Torsten Lodderstedt torsten at lodderstedt.net
Sun Jul 26 17:08:53 UTC 2020

> On 26. Jul 2020, at 18:59, Anders Rundgren <anders.rundgren.net at gmail.com> wrote:
> On 2020-07-26 18:38, Torsten Lodderstedt wrote:
>>> On 26. Jul 2020, at 18:21, Anders Rundgren <anders.rundgren.net at gmail.com> wrote:
>>> On 2020-07-26 17:52, Torsten Lodderstedt wrote:
>>> <snip>
>>>>> My turn for a question: do you think FAPI/OBIE should follow BG?
>>>> Why should we? The whole embedded stuff is contrary to any security best practice.
>>> Essentially you are saying that Apple Pay and EMV doesn't work.
>> No, I’m saying the BG embedded SCA mode contradicts best security practice.
> It can be as secure as the targeted payment scheme is.

Secure and best security practice are two different things. Best security practice refers to a set of practice that most people would accept as reasonable and battle proven. One of those practice is not to share credentials with other parties. This significantly reduces the attack surface. Most modern standards are built on this practice (or better but design principle). Cookies are sent to the originator only, FIDO 2 assumes the party creating the key pair is the party using the key pair. As long as one works within this corridor, things are simple, well understood and easier to secure. 

One can also secure the embedded mode, but it comes at a price, complex liability rules and regulatory obligations and incompatibility with current and emerging web (security) technology. 

>> I’m not an expert in payments, but here is my take:
>> Apple Pay works differently as the credit card is tokenized and I assume Apple never sees the user’s credentials with the bank.
> Correct.  This can be achieved with a suitable Embedded SCA scheme which then can offer a payment experience that is comparable to Apple Pay which is the explicit goal.

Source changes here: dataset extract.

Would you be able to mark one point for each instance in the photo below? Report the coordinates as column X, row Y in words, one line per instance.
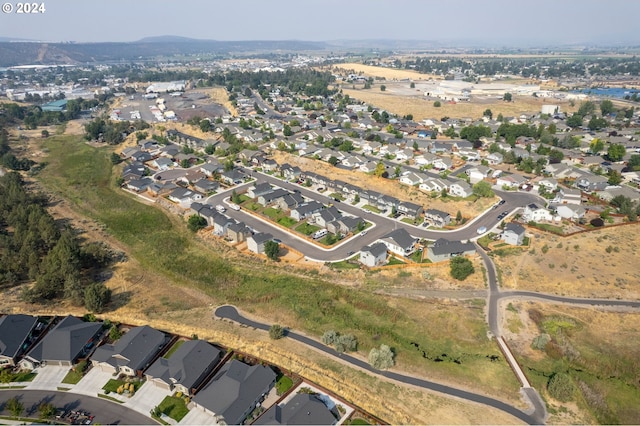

Don’t you see the contradiction? Embedded SCA == PSU credentials are handled by 3rd parties (Apple in this case). 

> That's all.
> Regards,
> Anders
>> EMV at the POS is closer to the embedded mode as everything, including the PIN, goes through the terminal. Security is ensured by tight control over the participants - the whole approach is everything but open.
>> In online use cases, 3DS uses the break out to let the issuer ask the user for her credentials, which is more OAuth alike.
>> The world is a bit more complicated than black and white.